Steve Forbes: Ease Mark-to-Market Rules
Famed business magazine publisher Steve Forbes says there's a relatively simple way to help solve the financial mess on Wall Street — ease mark-to-market accounting rules. "Short-term assets should not be given arbitrary values unless there are actual losses. The mark-to-market mania of regulators and accountants is utterly destructive. It is like fighting a fire with gasoline," Forbes wrote in the Oct. 6 issue of Forbes magazine.

Forbes recommends that investors think of the mark-to-market mess by using the following metaphor: A person buys a house for $250,000 and then takes out a $250,000 fixed-rate mortgage for 30 years. The person's income is adequate to make the monthly payments. "But under mark-to-market rules, the bank could call up and say that if your house is not sold immediately, it would fetch maybe $200,000 in such a distressed sale. The bank would then tell you that you owe $250,000 on a house worth only $200,000 and to please fork over the $50,000 immediately or else lose the house," said Forbes.

"Absurd? Obviously. But that's what, in effect, is happening today. Thus, institutions with long-term assets are having to drastically reprise them downward. And so the crisis feeds on itself."

Making the case for mark-to-market rules
There's a segment of the political and banking world that wants to toss out mark-to-market accounting rules, on the logic that they create those nasty, inconvenient writedowns. There's a growing constituency telling regulators and politicians to leave mark-to-market accounting rules just as they are, thank you very much.
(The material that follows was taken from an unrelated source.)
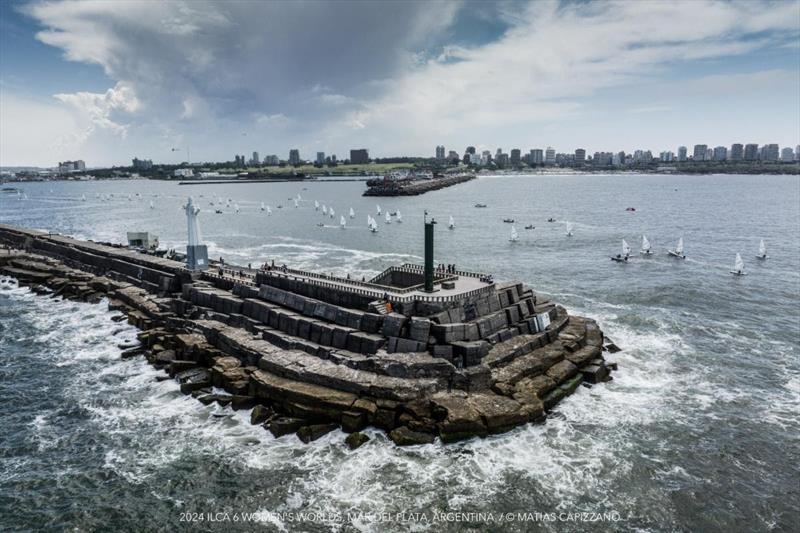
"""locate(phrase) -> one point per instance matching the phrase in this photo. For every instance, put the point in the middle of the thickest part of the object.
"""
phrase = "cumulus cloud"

There is no debate over the real financial pain that can result when the value of a illiquid, complex security has to be pegged in a market plagued by unprecedented chaos. But the alternative to pain is denial, or worse.
Trust me accounting – allowing banks and other financial players flexibility in setting the values of securities they hold - isn't likely to solve the credit crunch. It's just going to make it worse. It creates an enviorment rife with uncertainty, and open to fraud.